Last night, House Oversight Committee Chairman Jason Chaffetz (R-Utah) appeared on Fox News’ Tucker Carlson Tonight, where Chaffetz was asked how he would know if the Justice Department fully complied with subpoenas issued by his committee for documents.

“Look, we have a storied and horrific background on this,” explained the Utah representative, retiring after this, his fifth term in Congress. “You can go from everything from Fast and Furious to the Benghazi investigation, email, IRS, anything pretty much over the last eight years, which I’ve served in Congress, and I don’t believe we ever got a full production out of the Department of Justice or the State Department.”*

“I can issue a subpoena unilaterally. It’s part of my constitutional responsibility to provide that check and balance,” argued Chaffetz. “But that subpoena is only as strong as its ability to be enforced.”

Problem? Enforcement requires Congress to work through the DOJ, part of the executive branch. Tricky . . . when the Department of Justice** itself is being subpoenaed.

“You’ve seen, for instance, Judicial Watch,” Rep. Chaffetz noted. “Tom Fitton has much more power using a Freedom of Information Act, because he can get to the courts and the courts can force them.”

“The Department of Justice is afraid of a court; they’re not afraid of Congress.”

He added, “And we don’t use the power of our purse; we don’t beat it over their head and we don’t enforce it.
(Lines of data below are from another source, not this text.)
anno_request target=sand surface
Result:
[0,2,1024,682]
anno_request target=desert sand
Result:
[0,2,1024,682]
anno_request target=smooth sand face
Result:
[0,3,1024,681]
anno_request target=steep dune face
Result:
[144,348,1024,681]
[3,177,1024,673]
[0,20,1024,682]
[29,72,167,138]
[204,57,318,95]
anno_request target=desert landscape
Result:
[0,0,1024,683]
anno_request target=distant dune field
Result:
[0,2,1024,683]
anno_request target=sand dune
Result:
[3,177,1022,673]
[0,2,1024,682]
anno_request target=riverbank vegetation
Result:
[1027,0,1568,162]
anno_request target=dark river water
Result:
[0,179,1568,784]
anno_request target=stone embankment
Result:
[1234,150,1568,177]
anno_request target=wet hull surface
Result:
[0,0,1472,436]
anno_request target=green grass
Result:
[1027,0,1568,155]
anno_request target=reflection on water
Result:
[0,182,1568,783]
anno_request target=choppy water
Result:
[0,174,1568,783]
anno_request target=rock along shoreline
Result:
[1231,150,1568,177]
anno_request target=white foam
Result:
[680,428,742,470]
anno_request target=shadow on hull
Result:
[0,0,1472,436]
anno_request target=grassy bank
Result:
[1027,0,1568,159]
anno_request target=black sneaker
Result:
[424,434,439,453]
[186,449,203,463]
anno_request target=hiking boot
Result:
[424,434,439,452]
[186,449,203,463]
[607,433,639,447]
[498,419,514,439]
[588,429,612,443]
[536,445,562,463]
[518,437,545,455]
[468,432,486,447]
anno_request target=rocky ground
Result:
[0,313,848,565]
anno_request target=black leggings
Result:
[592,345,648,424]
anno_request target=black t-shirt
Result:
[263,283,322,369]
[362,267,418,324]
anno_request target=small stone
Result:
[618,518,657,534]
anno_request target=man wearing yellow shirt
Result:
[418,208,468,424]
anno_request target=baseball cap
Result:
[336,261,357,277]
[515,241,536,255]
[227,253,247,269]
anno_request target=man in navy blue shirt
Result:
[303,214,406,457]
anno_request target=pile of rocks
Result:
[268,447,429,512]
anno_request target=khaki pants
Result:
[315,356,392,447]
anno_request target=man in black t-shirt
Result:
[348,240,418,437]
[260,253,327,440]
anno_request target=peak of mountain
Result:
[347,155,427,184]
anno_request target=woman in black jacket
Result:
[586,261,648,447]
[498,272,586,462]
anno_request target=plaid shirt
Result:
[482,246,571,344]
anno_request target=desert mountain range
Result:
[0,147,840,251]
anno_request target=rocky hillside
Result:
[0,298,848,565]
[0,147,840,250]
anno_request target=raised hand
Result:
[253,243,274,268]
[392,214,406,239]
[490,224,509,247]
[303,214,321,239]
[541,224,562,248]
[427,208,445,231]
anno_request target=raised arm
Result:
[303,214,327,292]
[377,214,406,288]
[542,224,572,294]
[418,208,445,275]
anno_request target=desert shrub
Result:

And so it’s somewhat feckless, and it’s very frustrating as somebody who is chairman of the oversight committee.”

“Congress should have an expedited way to get to the courts to enforce those subpoenas,” Chaffetz offered.

Why, then, doesn’t Congress enact such a process?

This is Common Sense. I’m Paul Jacob.

 

* “And that continues, by the way,” Chaffetz added. “One of my frustrations, with all due respect to the Trump administration, is that they have not loosened up the documents that we have been requesting for years.”

** Or, for that matter, any another executive branch agency.